After hash tables are built, to evaluate the HashSubPlan, the 1st thing is to test empty or not:
/*
* The result for an empty subplan is always FALSE; no need to evaluate
* lefthand side.
*/
*isNull = false;
if (!node->havehashrows && !node->havenullrows)
return BoolGetDatum(false);
Then handle the case that all fields of the left part slot are non-null:
if (slotNoNulls(slot))
{
if (node->havehashrows &&
FindTupleHashEntry(node->hashtable,
slot,
node->cur_eq_comp,
node->lhs_hash_funcs) != NULL)
{
ExecClearTuple(slot);
return BoolGetDatum(true);
}
if (node->havenullrows &&
findPartialMatch(node->hashnulls, slot, node->cur_eq_funcs))
{
ExecClearTuple(slot);
*isNull = true;
return BoolGetDatum(false);
}
ExecClearTuple(slot);
return BoolGetDatum(false);
}
The above shows the only case the HashSubPlan might return true: find an exact match in the non-null hash table. This is the only way that return true. When leaving this piece of code, anyway it must return false, all jobs are for null setting.

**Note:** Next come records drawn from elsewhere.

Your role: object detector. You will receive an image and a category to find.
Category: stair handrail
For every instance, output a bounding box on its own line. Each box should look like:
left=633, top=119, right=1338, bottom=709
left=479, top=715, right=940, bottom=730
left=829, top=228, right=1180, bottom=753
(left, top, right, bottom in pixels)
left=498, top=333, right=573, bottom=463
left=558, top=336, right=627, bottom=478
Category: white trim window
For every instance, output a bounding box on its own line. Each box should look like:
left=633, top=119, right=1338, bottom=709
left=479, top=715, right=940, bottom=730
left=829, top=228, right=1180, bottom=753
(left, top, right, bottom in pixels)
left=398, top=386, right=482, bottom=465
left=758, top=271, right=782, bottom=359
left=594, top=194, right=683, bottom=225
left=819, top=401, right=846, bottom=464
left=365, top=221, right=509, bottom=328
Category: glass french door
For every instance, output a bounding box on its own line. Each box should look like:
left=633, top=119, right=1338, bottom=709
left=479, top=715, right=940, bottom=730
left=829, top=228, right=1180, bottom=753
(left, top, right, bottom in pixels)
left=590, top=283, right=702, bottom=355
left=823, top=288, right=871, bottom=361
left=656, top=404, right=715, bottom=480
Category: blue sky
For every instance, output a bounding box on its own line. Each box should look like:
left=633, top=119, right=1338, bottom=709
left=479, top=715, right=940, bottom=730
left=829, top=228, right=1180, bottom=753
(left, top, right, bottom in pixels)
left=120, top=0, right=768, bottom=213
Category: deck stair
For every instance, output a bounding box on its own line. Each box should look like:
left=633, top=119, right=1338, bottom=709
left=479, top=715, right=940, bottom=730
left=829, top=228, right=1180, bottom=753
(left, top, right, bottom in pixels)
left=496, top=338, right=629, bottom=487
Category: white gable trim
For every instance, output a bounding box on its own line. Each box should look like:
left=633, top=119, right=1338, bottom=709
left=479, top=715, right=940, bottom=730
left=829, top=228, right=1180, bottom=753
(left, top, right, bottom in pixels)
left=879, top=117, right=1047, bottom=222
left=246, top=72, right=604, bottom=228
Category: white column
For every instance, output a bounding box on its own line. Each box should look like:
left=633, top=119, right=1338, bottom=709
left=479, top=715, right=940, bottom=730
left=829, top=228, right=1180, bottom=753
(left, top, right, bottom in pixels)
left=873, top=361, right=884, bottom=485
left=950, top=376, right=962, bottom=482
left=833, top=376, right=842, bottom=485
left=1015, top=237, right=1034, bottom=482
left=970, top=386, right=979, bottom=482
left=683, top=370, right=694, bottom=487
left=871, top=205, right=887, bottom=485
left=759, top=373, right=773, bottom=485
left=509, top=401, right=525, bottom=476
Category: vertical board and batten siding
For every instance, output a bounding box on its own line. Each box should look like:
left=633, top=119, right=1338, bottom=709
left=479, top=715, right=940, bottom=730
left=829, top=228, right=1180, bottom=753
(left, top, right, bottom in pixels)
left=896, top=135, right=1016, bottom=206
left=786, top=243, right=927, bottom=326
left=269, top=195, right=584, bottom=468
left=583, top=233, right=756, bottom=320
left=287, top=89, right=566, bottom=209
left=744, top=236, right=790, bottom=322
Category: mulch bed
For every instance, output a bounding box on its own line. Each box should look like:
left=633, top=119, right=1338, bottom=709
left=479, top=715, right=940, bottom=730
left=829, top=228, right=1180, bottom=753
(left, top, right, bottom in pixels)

Given left part slot is non-null, and we don’t find an exact match tuple from non-null hash table, then we need to use findPartialMatch to see if the whole result is null or not. NOTE: this function is doing whole hash table scan. If it cannot reject (not short-circulted) then it is called partial matched and the result will be null.
For left part slot also contains some nulls, the analysis stage is almost the same.